Curtis Bennet, 14, was one of the youngest competitors in the World Championship Standing Block Woodchop heats at the Easter Show. Picture: Rohan Kelly Source: News Corp Australia

WHEN your grandfather is a world champion woodchopper and your father has taken out Australian competitions, it’s inevitable that you’ll also end up in the sport.

Curtis Bennett, 14, is one of the youngest competitors at the Woodchopping and Sawing Competition at the Sydney Royal Easter Show.

He has cut 1000 blocks just this year in preparation for the competition and this week he was chopping against men at least three times his age in the 275mm underhand category.

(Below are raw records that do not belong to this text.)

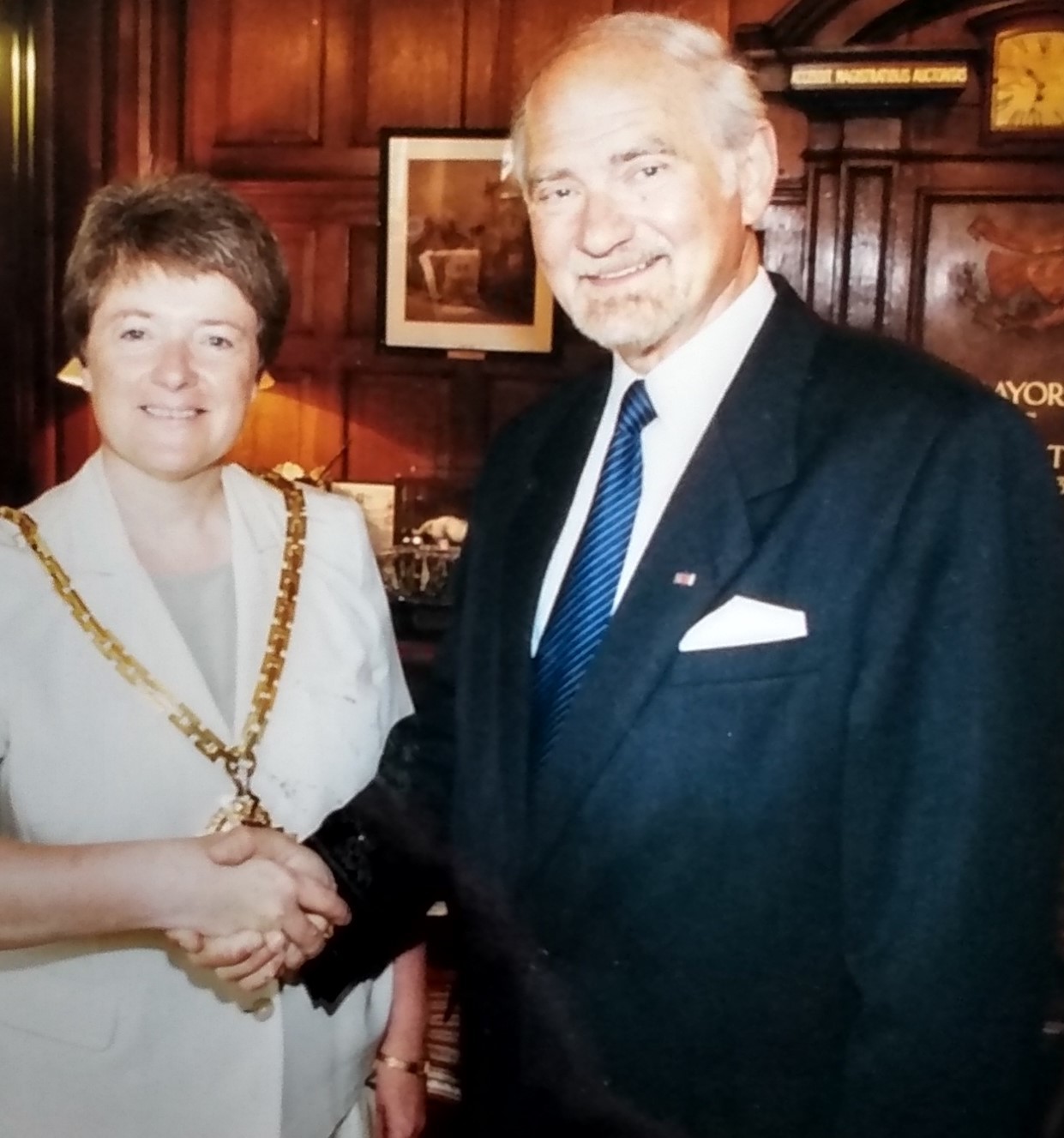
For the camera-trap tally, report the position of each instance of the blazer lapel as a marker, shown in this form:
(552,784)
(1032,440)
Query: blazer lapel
(120,592)
(706,534)
(257,522)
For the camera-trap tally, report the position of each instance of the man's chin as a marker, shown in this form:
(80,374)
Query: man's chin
(624,334)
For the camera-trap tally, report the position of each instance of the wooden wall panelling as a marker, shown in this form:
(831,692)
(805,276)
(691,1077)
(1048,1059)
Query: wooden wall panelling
(536,30)
(866,213)
(823,241)
(715,13)
(417,58)
(508,397)
(784,235)
(489,79)
(142,63)
(277,87)
(399,425)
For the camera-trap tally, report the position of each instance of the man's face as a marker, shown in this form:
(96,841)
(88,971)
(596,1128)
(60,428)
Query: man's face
(640,220)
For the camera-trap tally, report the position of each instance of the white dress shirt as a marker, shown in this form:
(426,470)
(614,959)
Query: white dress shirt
(685,388)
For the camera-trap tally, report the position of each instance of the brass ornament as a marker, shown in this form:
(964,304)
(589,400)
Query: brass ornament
(245,807)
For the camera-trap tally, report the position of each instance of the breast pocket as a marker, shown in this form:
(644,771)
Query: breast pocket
(747,662)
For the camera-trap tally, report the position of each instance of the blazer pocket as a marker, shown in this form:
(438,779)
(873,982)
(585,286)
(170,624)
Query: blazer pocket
(746,662)
(33,999)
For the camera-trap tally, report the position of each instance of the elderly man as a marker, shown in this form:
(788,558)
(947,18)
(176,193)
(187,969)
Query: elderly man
(743,744)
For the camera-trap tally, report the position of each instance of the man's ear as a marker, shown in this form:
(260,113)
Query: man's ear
(758,169)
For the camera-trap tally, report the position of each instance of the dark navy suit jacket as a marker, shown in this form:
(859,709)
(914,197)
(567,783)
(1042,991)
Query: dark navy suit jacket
(782,890)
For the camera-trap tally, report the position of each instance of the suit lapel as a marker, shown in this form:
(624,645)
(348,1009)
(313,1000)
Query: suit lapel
(539,505)
(706,533)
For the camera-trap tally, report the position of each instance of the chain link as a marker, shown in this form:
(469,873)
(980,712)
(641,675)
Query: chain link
(239,762)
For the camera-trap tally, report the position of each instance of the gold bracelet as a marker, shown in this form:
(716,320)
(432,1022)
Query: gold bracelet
(420,1069)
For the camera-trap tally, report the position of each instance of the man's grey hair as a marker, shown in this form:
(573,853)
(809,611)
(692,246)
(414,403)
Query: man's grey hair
(733,105)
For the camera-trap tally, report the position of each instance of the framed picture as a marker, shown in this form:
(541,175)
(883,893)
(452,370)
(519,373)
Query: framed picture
(378,508)
(456,265)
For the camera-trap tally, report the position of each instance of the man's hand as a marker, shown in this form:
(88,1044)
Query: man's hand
(254,956)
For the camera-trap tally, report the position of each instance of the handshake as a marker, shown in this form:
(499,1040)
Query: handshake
(254,906)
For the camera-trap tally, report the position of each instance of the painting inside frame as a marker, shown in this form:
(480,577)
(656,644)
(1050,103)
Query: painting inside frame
(458,268)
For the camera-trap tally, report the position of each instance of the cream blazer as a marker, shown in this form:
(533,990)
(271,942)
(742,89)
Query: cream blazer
(118,1039)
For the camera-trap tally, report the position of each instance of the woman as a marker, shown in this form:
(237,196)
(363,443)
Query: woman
(183,647)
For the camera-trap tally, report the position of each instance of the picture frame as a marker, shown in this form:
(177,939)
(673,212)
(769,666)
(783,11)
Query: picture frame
(376,501)
(458,272)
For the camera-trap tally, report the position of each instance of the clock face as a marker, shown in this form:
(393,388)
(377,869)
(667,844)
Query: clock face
(1028,81)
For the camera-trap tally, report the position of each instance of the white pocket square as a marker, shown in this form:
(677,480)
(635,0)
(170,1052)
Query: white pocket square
(743,620)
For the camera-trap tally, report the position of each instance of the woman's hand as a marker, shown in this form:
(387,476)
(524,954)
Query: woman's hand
(254,955)
(400,1103)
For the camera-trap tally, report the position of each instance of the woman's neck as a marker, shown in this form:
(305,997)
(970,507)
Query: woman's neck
(174,527)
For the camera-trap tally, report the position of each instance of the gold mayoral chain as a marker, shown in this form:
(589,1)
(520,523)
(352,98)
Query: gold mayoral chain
(243,808)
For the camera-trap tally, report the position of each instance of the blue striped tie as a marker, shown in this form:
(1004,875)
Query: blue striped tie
(585,599)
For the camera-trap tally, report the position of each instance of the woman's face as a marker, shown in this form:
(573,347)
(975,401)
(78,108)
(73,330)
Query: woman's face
(171,364)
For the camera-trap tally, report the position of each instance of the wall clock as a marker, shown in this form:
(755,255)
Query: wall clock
(1025,91)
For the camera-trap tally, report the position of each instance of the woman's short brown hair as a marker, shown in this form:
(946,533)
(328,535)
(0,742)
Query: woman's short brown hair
(184,223)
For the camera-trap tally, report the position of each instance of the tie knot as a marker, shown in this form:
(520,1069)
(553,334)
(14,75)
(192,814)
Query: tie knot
(636,410)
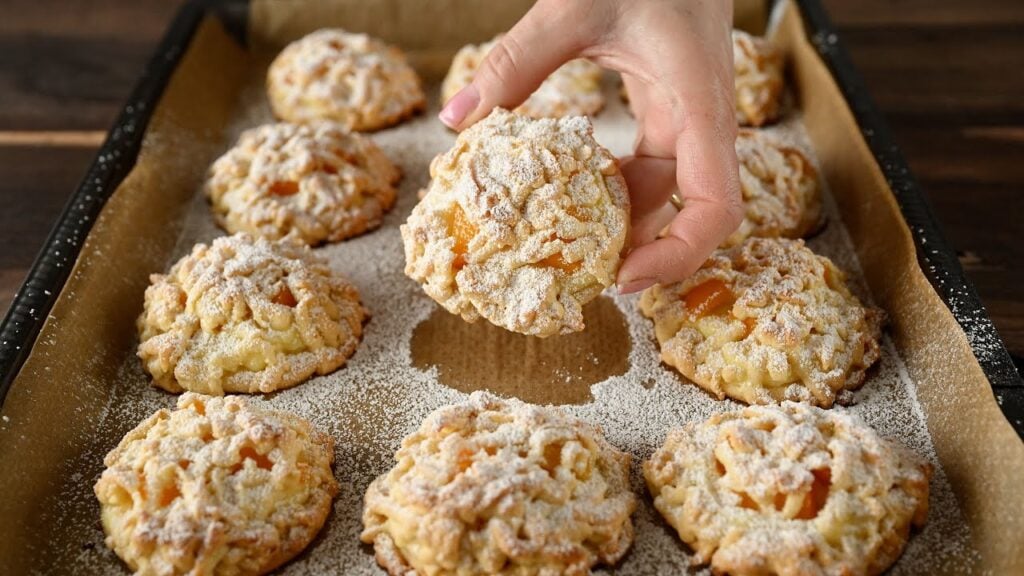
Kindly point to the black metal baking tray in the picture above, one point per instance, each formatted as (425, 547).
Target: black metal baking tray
(117, 157)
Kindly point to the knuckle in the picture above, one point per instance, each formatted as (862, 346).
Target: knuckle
(504, 62)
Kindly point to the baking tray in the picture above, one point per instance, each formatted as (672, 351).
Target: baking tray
(118, 155)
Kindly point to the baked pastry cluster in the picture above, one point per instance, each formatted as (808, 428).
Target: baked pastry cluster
(246, 315)
(500, 487)
(522, 223)
(573, 89)
(314, 182)
(788, 490)
(766, 321)
(352, 79)
(781, 196)
(758, 69)
(215, 487)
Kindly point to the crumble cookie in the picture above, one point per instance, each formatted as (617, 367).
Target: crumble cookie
(788, 490)
(758, 68)
(523, 223)
(573, 89)
(216, 487)
(350, 78)
(779, 188)
(501, 487)
(316, 182)
(246, 315)
(766, 321)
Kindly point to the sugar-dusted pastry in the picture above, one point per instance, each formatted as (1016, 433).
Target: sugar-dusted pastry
(788, 490)
(758, 68)
(501, 487)
(573, 89)
(766, 321)
(247, 315)
(522, 223)
(215, 487)
(350, 78)
(315, 182)
(779, 188)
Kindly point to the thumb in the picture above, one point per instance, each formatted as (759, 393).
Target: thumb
(541, 42)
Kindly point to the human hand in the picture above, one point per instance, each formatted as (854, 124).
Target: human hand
(676, 60)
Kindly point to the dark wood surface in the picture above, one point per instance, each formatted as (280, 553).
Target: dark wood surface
(946, 74)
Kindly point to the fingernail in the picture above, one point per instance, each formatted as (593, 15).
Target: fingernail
(460, 107)
(636, 285)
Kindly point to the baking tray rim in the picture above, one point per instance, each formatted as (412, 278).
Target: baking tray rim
(117, 157)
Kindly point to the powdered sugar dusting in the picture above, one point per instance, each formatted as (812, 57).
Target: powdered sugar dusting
(379, 397)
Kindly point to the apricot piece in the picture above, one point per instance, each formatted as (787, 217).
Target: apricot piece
(251, 453)
(169, 494)
(463, 232)
(708, 298)
(285, 297)
(284, 188)
(747, 502)
(815, 499)
(556, 261)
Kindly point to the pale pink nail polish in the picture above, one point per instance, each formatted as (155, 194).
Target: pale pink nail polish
(461, 105)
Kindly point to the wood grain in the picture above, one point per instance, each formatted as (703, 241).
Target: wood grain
(946, 75)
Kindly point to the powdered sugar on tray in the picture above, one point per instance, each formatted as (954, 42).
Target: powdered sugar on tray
(379, 397)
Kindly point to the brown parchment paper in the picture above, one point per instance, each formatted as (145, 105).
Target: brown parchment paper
(64, 411)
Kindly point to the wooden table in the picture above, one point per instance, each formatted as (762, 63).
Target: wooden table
(948, 75)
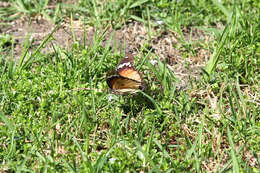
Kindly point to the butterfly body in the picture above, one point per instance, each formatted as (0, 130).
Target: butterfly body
(127, 79)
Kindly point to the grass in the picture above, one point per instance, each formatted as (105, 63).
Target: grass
(49, 123)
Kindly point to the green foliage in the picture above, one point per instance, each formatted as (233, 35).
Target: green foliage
(57, 115)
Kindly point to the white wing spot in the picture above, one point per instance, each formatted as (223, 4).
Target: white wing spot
(125, 64)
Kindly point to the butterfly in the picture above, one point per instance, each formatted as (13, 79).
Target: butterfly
(127, 79)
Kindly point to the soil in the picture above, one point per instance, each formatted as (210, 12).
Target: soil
(129, 38)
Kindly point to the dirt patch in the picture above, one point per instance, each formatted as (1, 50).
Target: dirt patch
(131, 38)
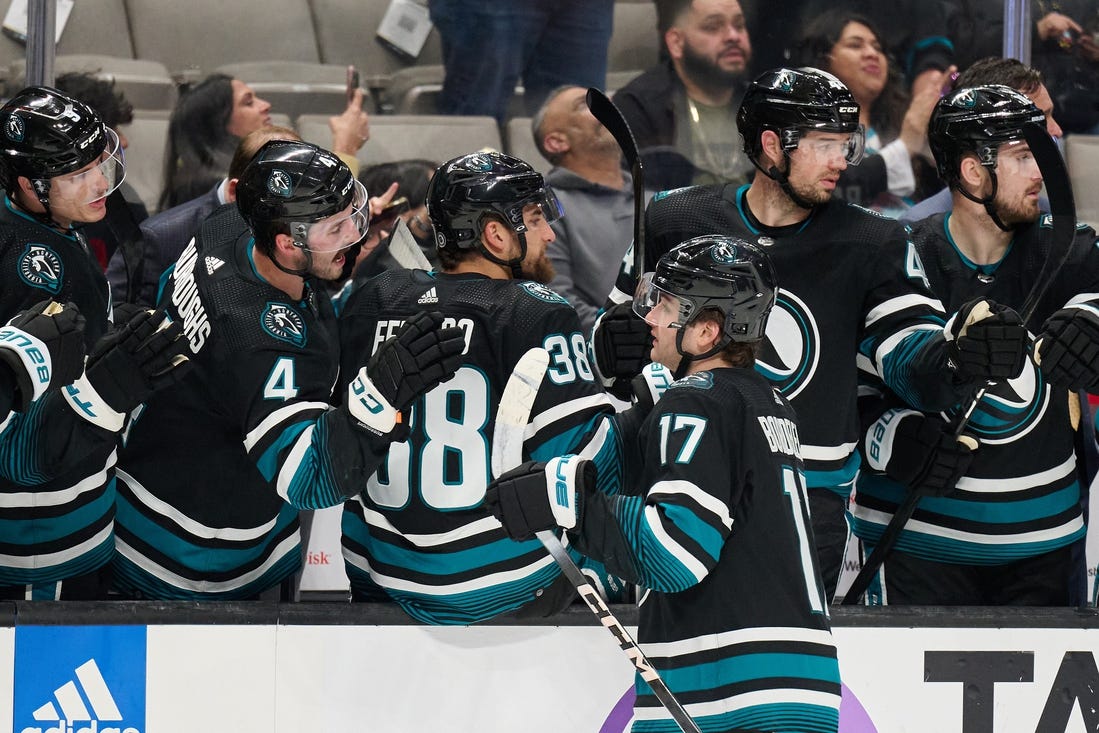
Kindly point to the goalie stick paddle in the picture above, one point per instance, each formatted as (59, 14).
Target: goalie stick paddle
(1063, 207)
(404, 250)
(511, 419)
(611, 118)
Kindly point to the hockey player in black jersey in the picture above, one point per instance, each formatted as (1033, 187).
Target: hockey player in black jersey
(56, 463)
(1000, 534)
(214, 471)
(853, 286)
(717, 530)
(419, 530)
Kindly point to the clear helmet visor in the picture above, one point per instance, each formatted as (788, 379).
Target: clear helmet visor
(659, 308)
(828, 146)
(547, 204)
(96, 180)
(1014, 159)
(339, 231)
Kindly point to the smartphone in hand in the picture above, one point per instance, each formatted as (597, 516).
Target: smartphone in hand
(352, 81)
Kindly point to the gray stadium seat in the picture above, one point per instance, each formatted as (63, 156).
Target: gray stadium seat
(145, 84)
(95, 26)
(1081, 154)
(147, 135)
(520, 143)
(345, 33)
(297, 88)
(402, 136)
(634, 43)
(204, 34)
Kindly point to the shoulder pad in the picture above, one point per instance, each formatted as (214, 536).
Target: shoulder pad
(541, 292)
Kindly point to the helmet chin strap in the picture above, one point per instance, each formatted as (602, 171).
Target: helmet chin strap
(686, 359)
(987, 202)
(784, 180)
(514, 265)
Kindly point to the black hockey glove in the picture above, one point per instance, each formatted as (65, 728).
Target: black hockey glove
(43, 346)
(1067, 350)
(919, 452)
(621, 343)
(417, 358)
(987, 341)
(128, 365)
(541, 496)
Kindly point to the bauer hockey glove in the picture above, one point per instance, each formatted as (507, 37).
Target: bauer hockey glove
(1067, 350)
(987, 341)
(126, 366)
(621, 343)
(44, 348)
(919, 452)
(541, 496)
(417, 358)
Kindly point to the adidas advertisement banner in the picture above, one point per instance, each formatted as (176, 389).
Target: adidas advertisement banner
(79, 679)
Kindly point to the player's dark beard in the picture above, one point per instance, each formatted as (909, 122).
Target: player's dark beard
(707, 74)
(540, 270)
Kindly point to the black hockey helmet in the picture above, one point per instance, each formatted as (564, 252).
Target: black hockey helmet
(978, 120)
(791, 101)
(467, 189)
(47, 133)
(295, 184)
(712, 271)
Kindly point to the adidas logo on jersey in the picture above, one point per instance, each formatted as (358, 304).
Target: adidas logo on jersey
(74, 715)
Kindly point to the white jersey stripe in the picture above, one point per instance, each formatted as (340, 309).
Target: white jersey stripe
(189, 525)
(288, 545)
(40, 561)
(923, 528)
(277, 418)
(778, 696)
(29, 499)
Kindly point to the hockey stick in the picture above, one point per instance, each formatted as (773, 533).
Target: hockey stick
(511, 419)
(1063, 208)
(404, 250)
(611, 118)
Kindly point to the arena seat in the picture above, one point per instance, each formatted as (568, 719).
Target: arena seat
(195, 37)
(297, 88)
(145, 84)
(402, 136)
(345, 34)
(147, 135)
(1081, 154)
(95, 26)
(634, 43)
(520, 143)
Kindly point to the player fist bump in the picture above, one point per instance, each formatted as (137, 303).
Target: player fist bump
(541, 496)
(1067, 350)
(43, 346)
(420, 355)
(987, 341)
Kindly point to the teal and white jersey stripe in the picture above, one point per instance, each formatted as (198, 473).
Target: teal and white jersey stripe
(60, 529)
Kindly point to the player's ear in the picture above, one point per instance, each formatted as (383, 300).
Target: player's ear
(674, 40)
(772, 145)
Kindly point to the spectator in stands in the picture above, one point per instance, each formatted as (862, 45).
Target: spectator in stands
(118, 231)
(209, 122)
(489, 46)
(897, 170)
(1007, 71)
(409, 202)
(164, 235)
(683, 111)
(595, 193)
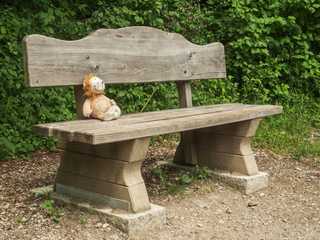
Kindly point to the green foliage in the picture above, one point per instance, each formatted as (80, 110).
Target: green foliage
(272, 56)
(292, 132)
(52, 211)
(175, 181)
(272, 46)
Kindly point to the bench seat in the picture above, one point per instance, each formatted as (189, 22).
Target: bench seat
(133, 126)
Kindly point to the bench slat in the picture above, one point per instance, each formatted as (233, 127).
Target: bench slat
(126, 55)
(134, 126)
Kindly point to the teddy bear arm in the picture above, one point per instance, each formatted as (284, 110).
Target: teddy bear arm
(86, 109)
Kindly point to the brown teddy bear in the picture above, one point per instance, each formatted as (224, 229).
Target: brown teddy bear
(97, 105)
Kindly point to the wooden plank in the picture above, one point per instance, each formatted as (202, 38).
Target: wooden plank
(127, 55)
(184, 124)
(242, 129)
(103, 132)
(108, 170)
(184, 92)
(80, 99)
(129, 151)
(224, 143)
(67, 126)
(188, 145)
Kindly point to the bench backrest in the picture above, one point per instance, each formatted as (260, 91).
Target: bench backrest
(126, 55)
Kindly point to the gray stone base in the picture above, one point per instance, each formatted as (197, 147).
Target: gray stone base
(129, 223)
(245, 184)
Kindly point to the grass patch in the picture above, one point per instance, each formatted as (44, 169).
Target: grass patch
(296, 131)
(170, 180)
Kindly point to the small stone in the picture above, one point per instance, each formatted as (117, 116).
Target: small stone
(98, 225)
(6, 206)
(105, 225)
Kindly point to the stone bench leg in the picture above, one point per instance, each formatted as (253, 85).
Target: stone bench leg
(106, 173)
(228, 147)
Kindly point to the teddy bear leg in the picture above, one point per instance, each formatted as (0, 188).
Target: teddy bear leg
(108, 116)
(117, 112)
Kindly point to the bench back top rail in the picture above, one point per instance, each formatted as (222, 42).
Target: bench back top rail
(125, 55)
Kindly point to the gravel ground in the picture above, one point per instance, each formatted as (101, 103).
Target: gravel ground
(288, 209)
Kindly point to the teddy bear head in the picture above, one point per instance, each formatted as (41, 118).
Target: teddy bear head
(92, 85)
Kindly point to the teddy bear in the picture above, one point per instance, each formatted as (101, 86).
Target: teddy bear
(97, 105)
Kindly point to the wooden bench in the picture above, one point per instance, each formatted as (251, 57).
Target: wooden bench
(100, 161)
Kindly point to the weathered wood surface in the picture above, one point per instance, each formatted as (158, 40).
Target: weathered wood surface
(126, 55)
(128, 151)
(187, 151)
(141, 125)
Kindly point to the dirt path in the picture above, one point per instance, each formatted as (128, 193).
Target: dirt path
(288, 209)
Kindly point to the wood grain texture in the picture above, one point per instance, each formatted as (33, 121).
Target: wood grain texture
(126, 55)
(128, 151)
(242, 129)
(145, 125)
(245, 165)
(224, 143)
(187, 143)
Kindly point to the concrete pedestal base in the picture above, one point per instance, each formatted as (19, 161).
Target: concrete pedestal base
(127, 222)
(245, 184)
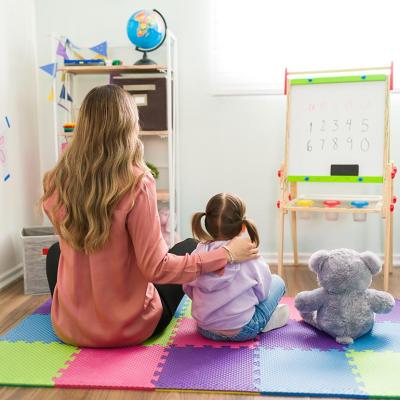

Swingin’ safari ... Curtis Bennett shows his style with the axe. Picture: Rohan Kelly Source: News Corp Australia

While he was the last of the six competitors to chop through his block, there was a huge cheer from the crowd once he swung the axe for the final blow.

Curtis said mental strength was the hardest part of woodchopping, although the physical toll was huge and the lungs and throat burned the most during the competition.

“One guy threw up the other day, that’s how hard you are working. I’ve seen times where Dad has come off and he is coughing up blood ‒ it’s a fairly regular occurrence,” he said.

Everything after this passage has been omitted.